Identification of novel transcripts related to NaCl and KCl stress
To identify the key genes related to the NaCl and KCl stress, we screened them out from the 762 candidate genes, which responded together to NaCl and KCl stress in the roots and leaves by RNA-Seq (Fig. 3). 28 candidate genes were identified through GO enrichment analysis and KEGG pathway enrichment analysis (Fig. 4). As shown in Fig. 4, these genes were significantly changed by NaCl and KCl stress in the roots and leaves, indicating their crucial role under salt stress. These genes were classified into six categories. The first category was ion transmembrane transporter, including MdNHX2, MdCHX15, MdCAX5, MdCCX2, MdPOT3, MdPOT6, MdTPK1, MdSKOR, MdVIT1, MdABCG11, MdACA2, and MdACA13. The second category was transcription factors, which would be important in transcriptional regulation under salts stress, such as MdWRKY28, MdNAC56, MdMYB108, MdbHLH28, MdbHLH162, MdERF019, and MdERF109. The third category was hormone signal, like MdPP2C24, MdPP2C51, MdCYP82, and MdPYL4. The remaining categories were antioxidant enzymes (MdPER19 and MdAPXT), MAPK signal pathway (MdMAPKKKa), and others (MdHIPP26 and MdPFK2). 17 genes were upregulated and 4 genes were downregulated by NaCl and KCl stress.

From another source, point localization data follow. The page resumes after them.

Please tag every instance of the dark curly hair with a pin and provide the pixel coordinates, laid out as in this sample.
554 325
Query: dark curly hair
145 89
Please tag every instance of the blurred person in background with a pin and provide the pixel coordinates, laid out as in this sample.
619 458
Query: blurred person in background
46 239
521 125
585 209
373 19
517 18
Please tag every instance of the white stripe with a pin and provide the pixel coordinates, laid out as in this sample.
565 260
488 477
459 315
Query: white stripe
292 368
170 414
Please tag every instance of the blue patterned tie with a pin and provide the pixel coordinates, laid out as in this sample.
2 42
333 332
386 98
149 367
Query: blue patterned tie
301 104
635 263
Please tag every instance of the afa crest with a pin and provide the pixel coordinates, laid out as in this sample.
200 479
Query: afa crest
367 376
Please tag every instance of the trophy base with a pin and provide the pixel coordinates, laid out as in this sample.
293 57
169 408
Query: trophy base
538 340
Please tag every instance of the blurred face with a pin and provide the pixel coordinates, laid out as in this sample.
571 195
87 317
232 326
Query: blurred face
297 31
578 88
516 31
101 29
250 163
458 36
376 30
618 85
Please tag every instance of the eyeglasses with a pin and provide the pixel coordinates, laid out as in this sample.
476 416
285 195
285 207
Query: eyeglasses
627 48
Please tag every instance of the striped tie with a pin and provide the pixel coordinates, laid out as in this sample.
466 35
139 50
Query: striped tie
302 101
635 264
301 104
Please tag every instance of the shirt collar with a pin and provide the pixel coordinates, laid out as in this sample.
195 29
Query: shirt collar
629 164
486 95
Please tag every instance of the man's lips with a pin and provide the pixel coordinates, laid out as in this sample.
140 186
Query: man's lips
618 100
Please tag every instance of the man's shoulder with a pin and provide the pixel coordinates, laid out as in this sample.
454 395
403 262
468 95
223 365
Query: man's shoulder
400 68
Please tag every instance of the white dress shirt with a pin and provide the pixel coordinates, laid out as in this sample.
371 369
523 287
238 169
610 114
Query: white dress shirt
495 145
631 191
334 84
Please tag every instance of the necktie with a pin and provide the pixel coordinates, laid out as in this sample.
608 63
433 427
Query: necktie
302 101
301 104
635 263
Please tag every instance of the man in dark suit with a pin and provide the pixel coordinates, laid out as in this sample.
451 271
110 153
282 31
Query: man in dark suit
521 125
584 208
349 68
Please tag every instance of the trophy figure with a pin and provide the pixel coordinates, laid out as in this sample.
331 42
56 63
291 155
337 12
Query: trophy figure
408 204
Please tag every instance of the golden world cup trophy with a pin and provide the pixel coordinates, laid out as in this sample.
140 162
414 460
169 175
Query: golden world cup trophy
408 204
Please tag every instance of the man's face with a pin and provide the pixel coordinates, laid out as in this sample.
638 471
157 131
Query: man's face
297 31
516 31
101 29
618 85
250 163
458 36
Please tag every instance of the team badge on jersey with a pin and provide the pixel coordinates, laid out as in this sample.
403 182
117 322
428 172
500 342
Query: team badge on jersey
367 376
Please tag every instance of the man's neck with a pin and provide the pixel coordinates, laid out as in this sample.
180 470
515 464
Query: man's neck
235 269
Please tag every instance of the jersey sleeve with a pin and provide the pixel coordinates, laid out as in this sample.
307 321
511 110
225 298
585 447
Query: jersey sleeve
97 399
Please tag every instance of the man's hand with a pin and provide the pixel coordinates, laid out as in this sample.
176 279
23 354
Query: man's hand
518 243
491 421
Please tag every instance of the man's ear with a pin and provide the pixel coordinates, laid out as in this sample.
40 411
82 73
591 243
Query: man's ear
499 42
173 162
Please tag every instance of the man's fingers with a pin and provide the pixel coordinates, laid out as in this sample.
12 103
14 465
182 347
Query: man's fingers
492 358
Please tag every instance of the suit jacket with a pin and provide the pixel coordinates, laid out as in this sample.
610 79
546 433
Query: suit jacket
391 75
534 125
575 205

Qrt-pcr Validation Of Degs
To further confirm the candidate genes responding to NaCl and KCl stress in apple rootstock, M26 (salt-sensitive), Malus hupehensis (low salt-tolerance), and Malus zumi (high salt-tolerance) were treated with NaCl and KCl stress (Fig. S2). Under KCl stress, M. zumi exhibited high salt tolerance, M26 and M. hupehensis were suffered seriously damage in 5d and 10d, respectively (Fig. S2a). Under NaCl stress, the plants of M. zumi and M. hupehensis showed salt tolerance, but M26 showed significantly withered (Fig. S2b).

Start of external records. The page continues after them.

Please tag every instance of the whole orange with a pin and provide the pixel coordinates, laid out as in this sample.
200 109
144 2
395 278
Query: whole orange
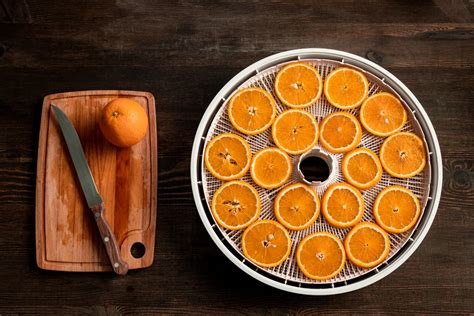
123 122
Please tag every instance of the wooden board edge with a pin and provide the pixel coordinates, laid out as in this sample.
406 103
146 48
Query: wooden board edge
154 175
41 261
40 189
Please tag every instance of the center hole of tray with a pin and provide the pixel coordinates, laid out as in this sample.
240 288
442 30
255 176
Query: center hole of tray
315 167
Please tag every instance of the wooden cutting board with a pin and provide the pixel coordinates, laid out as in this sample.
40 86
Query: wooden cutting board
66 235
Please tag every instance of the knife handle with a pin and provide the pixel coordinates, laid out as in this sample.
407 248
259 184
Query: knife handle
108 238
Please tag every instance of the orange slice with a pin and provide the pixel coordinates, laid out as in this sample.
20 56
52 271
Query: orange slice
342 205
252 110
320 256
361 168
340 132
382 114
298 85
297 206
396 209
235 205
228 156
346 88
295 131
271 168
403 155
367 245
266 243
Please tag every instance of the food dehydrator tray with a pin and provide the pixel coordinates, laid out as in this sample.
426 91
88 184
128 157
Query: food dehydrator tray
287 275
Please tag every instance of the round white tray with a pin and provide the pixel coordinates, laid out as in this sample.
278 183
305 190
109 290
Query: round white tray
287 276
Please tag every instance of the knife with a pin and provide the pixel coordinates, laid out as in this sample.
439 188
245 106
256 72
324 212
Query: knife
93 198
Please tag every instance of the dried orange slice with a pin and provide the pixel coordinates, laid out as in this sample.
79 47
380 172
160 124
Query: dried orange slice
361 168
340 132
252 110
342 205
298 85
346 88
235 205
403 155
396 209
382 114
228 156
295 131
266 243
296 206
320 256
271 168
367 245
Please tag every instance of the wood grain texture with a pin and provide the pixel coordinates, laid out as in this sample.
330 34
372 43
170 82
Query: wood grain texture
67 237
184 52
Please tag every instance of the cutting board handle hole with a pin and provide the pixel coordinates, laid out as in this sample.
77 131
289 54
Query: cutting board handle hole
138 250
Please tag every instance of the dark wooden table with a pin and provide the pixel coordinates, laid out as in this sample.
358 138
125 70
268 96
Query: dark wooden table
183 53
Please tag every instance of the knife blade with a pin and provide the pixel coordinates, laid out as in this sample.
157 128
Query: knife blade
92 196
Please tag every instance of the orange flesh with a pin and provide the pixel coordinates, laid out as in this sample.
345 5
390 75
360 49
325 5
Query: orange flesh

For detected the expression of candidate genes under NaCl and KCl treatments in different rootstocks, the qRT-PCR experiment was performed. The result shows that in the first category (Fig. 5), the expression of MdNHX2, MdCHX15, MdCAX5, MdSKOR, MdPOT6, and MdVIT1 were induced by NaCl and KCl treatments in M26, M. hupehensis and M. zumi. Furthermore, these genes are sustainable response to salt stress in 5d and 10d. However, the expression of these genes in M. hupehensis and M. zumi were significantly higher than M26.The expression of MdACA2 and MdACA13 was only induced by NaCl stress in M. hupehensis and M. zumi. In addition, the MdTPK1 expression was only induced by KCl treatment with no change under NaCl stress in M26, M. hupehensis and M. zumi.

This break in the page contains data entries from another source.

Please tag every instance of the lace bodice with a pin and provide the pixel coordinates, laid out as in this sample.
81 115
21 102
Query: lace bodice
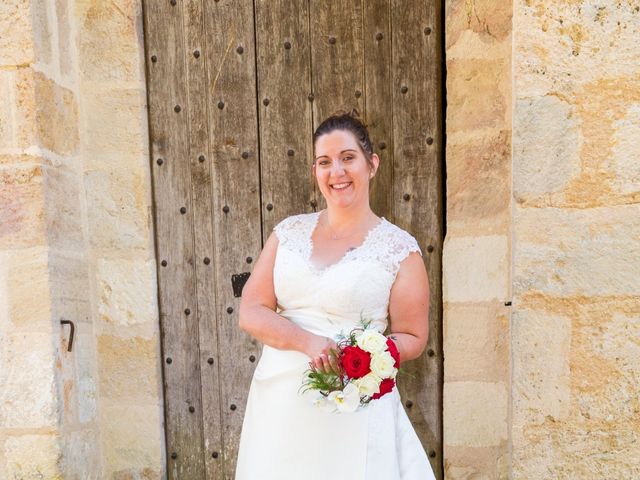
336 297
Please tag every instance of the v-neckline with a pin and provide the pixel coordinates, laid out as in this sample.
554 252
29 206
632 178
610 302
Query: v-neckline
314 225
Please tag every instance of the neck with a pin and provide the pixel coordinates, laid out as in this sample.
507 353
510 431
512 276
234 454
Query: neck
341 219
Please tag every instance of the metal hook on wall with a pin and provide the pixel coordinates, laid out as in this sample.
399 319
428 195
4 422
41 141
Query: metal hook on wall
71 332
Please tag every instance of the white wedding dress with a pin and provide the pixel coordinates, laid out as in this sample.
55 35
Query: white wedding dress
284 436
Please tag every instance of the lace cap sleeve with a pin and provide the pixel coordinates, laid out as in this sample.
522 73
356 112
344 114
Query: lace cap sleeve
290 229
403 244
281 229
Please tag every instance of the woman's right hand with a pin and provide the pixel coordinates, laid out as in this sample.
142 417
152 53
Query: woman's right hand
322 352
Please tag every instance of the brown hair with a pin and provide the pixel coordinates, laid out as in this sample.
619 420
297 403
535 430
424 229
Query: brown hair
349 121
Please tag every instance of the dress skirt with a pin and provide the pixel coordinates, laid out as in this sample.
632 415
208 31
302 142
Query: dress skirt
285 437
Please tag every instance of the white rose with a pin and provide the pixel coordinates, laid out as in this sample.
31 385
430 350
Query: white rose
382 364
372 341
346 400
369 384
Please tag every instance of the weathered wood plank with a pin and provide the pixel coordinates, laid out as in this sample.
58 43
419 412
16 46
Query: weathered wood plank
337 61
377 100
418 173
230 61
168 101
284 78
199 160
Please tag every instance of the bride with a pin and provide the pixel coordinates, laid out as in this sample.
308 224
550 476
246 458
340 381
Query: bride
317 276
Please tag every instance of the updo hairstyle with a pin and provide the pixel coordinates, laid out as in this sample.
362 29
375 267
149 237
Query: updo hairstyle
349 121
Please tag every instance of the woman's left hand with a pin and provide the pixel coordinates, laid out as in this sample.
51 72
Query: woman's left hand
324 358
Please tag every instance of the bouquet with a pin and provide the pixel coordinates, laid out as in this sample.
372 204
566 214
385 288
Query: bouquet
368 363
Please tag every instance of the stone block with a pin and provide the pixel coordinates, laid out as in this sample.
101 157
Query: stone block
475 413
114 30
85 376
117 128
566 252
478 195
128 367
605 365
478 94
626 152
22 216
477 463
476 269
66 52
42 38
69 280
25 290
6 109
476 341
541 379
117 209
28 395
132 436
57 116
81 457
488 19
138 474
127 291
63 209
593 41
33 457
547 140
46 114
16 45
25 108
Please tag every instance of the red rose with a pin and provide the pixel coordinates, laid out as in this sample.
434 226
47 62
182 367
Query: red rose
393 350
355 362
385 387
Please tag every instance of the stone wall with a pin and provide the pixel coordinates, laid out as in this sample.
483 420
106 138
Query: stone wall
541 294
477 247
76 243
576 255
545 388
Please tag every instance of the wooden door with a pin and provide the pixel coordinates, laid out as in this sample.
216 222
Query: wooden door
235 90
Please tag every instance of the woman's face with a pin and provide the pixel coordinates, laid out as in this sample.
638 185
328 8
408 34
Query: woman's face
341 169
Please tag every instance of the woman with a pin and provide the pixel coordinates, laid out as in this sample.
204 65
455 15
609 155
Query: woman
317 276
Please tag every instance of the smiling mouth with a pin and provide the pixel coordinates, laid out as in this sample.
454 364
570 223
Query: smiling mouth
340 186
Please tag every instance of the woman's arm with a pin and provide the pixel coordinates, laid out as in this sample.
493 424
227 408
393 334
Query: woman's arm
257 314
409 308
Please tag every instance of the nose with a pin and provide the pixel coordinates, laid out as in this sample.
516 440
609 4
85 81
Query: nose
337 168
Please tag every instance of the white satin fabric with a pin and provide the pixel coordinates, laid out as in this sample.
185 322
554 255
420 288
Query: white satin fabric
284 437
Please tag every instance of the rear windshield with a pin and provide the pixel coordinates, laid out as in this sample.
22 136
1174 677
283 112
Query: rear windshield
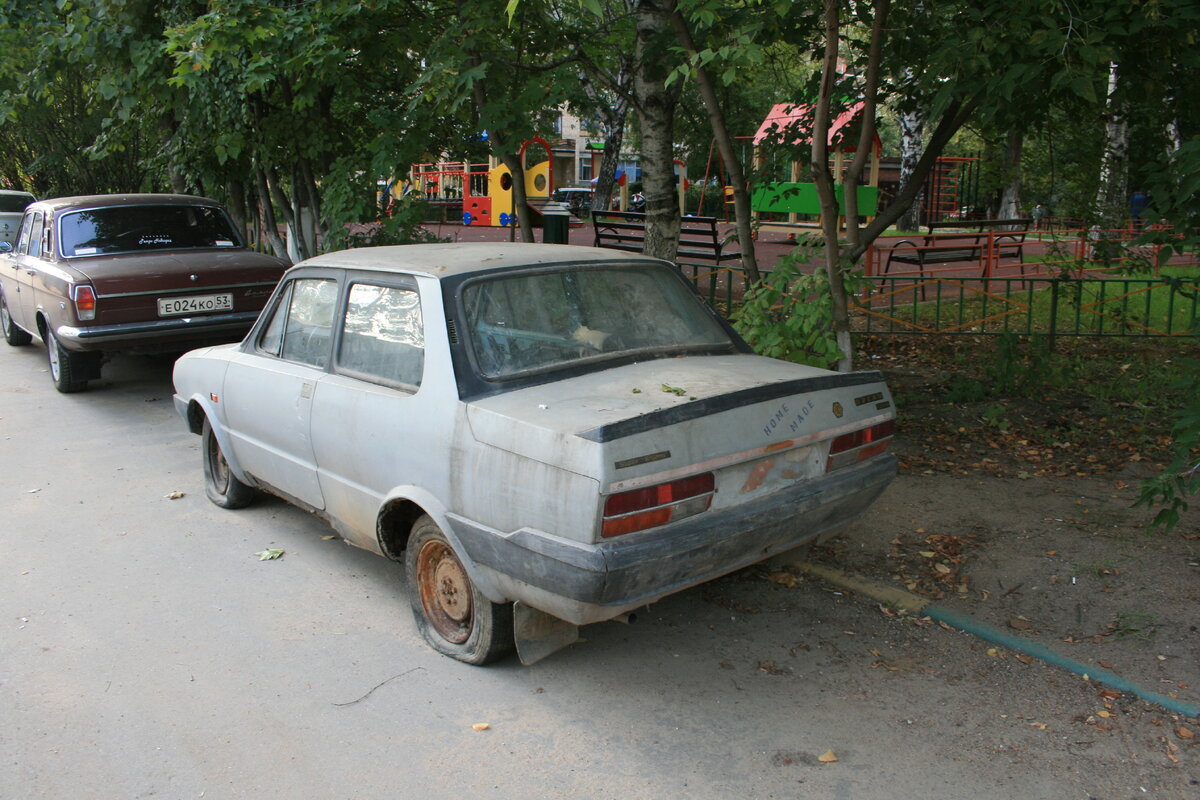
546 319
141 228
15 203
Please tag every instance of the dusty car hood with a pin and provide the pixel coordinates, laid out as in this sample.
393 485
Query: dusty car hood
594 425
174 269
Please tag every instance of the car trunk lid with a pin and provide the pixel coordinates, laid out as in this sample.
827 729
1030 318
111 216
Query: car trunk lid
757 423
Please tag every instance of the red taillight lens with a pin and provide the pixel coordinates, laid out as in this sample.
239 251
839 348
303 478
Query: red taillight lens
657 505
859 445
85 302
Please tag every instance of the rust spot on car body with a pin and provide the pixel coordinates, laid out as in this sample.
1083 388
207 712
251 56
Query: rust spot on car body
757 475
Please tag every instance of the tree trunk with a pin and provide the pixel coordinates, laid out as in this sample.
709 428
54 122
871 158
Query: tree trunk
825 184
1110 197
911 140
725 144
270 227
1011 198
655 113
606 178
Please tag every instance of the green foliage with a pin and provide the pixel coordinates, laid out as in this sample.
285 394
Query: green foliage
1019 367
789 314
1181 479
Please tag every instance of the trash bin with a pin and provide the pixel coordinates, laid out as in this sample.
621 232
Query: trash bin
556 224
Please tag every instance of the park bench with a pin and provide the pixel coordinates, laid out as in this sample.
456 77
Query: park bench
699 236
1001 238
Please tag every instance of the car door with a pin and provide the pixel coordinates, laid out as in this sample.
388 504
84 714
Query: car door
17 284
31 269
270 386
376 423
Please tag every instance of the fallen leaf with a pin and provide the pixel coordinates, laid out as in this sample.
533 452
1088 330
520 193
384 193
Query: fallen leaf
784 579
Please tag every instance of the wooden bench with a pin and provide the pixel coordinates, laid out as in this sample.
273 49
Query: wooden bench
1005 236
699 236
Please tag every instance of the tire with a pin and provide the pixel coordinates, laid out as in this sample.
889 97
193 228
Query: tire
451 613
220 485
12 335
65 366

In the second category (Fig. 6), the kinase MdMAPKKKa, transcription factors of MdWRKY28, MdNAC56, MdMYB108, MdERF019 and MdERF109 were induced by NaCl and KCl stress in three rootstocks, resembling with RNA-SEq. In the hormone signaling pathway (Fig. 7a), the MdPP2C24 and MdPP2C51 were continue significantly upregulated under NaCl and KCl treatments in M26, M. hupehensis and M. zumi. This outcome was consistent with the RNA-Seq results. The expression of MdCYP82 was only induced by KCl stress in M. hupehensis. In three rootstock, MdPYL4 was upregulated in roots but downregulated in leaves. In contrast, the antioxidant enzyme genes MdPER19 and MdAPXT were induced by NaCl and KCl stress in the roots but reduced in the leaves (Fig. 7b). In accordance with RNA-Seq, the MdHIPP26, and MdPFK2 expression was all significantly induced by NaCl and KCl treatments in M. hupehensis and M. zumi, whereas no change in M26 (Fig. 7b).